Most of the arguments to revert have been made. As a user of typing, I agree with most (not all) of those reasons, and don’t think these types should be merged as is.

Merging these more deeply intertwines typing with runtime python. I don’t see that as a good thing, it actually further complicates efforts to delay importing typing at runtime until actually needed.

Runtime introspection of annotations is happening more and more, but the libraries that do it are expected to be very familiar with python’s typing ecosystem.

Furthermore, attempting to simplify this by merging with UnionType directly, rather than the previously planned typing._UnionGenericAlias, doesn’t simplify anything for typing libraries!

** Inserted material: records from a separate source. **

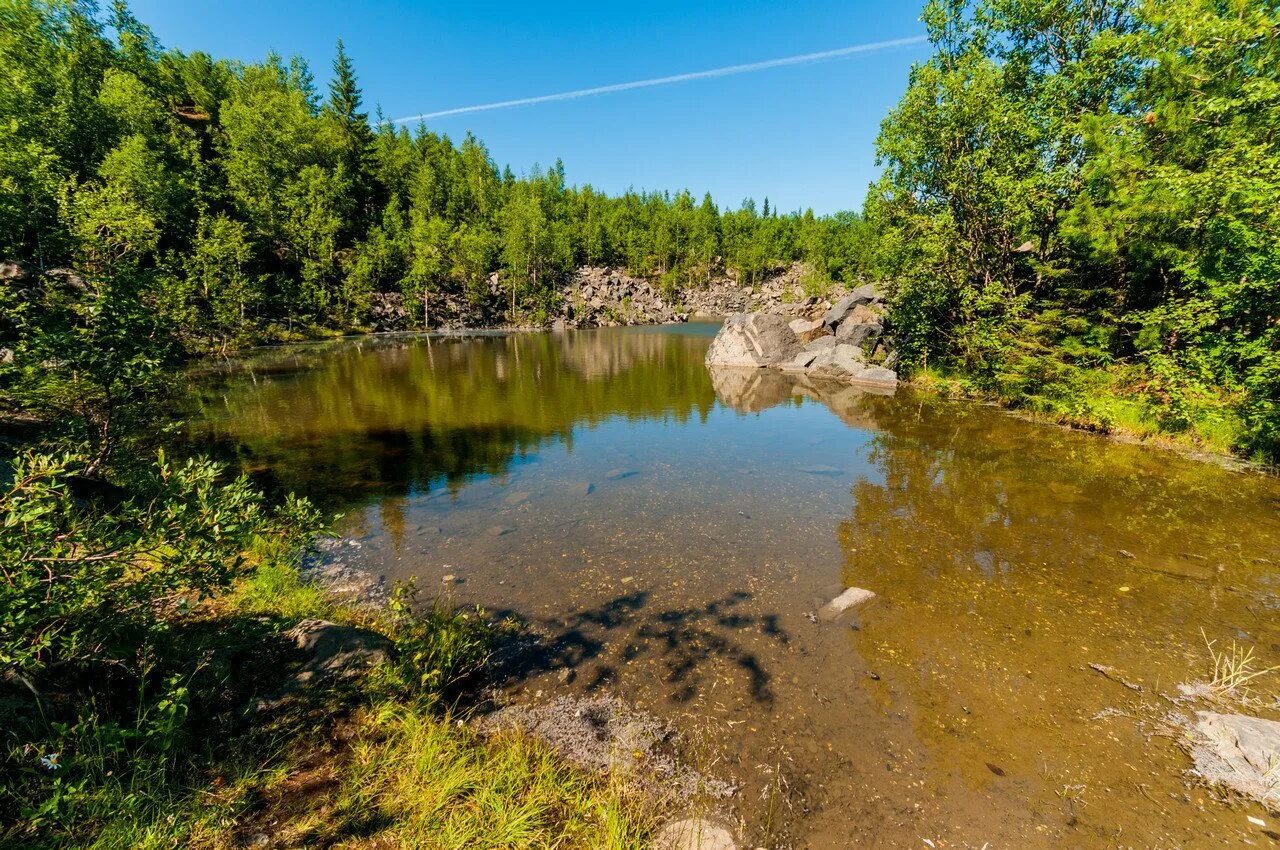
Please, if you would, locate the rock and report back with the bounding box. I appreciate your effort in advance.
[1192,712,1280,812]
[707,312,800,367]
[787,319,827,344]
[818,588,876,621]
[810,343,897,387]
[835,320,884,348]
[369,292,408,332]
[822,296,861,330]
[782,337,836,371]
[0,260,31,283]
[283,620,392,690]
[852,283,884,303]
[568,481,595,495]
[653,818,737,850]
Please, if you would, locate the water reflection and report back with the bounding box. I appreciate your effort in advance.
[192,329,714,508]
[183,329,1280,846]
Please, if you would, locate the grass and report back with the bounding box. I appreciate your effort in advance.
[0,549,653,850]
[911,361,1244,457]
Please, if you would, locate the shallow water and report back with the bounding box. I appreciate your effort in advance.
[192,325,1280,849]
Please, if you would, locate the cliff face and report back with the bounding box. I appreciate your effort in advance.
[371,262,842,330]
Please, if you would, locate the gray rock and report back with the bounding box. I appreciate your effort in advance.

typing-extensions exports typing.Union with a “forever forward” versioning because it exists for backports. types.UnionType is not a suitable replacement for all uses, so typing-extensions can’t export this instead currently. In fact, Until typing-extensions has a breaking change policy, it can’t be removed from there. All typing code still needs to branch on this behavior, and introspection code is only simpler if it ignores the blessed way to handle backports (and is therefore broken in my eyes) At worst for these libraries, it’s just selecting one more condition to go into this branch from.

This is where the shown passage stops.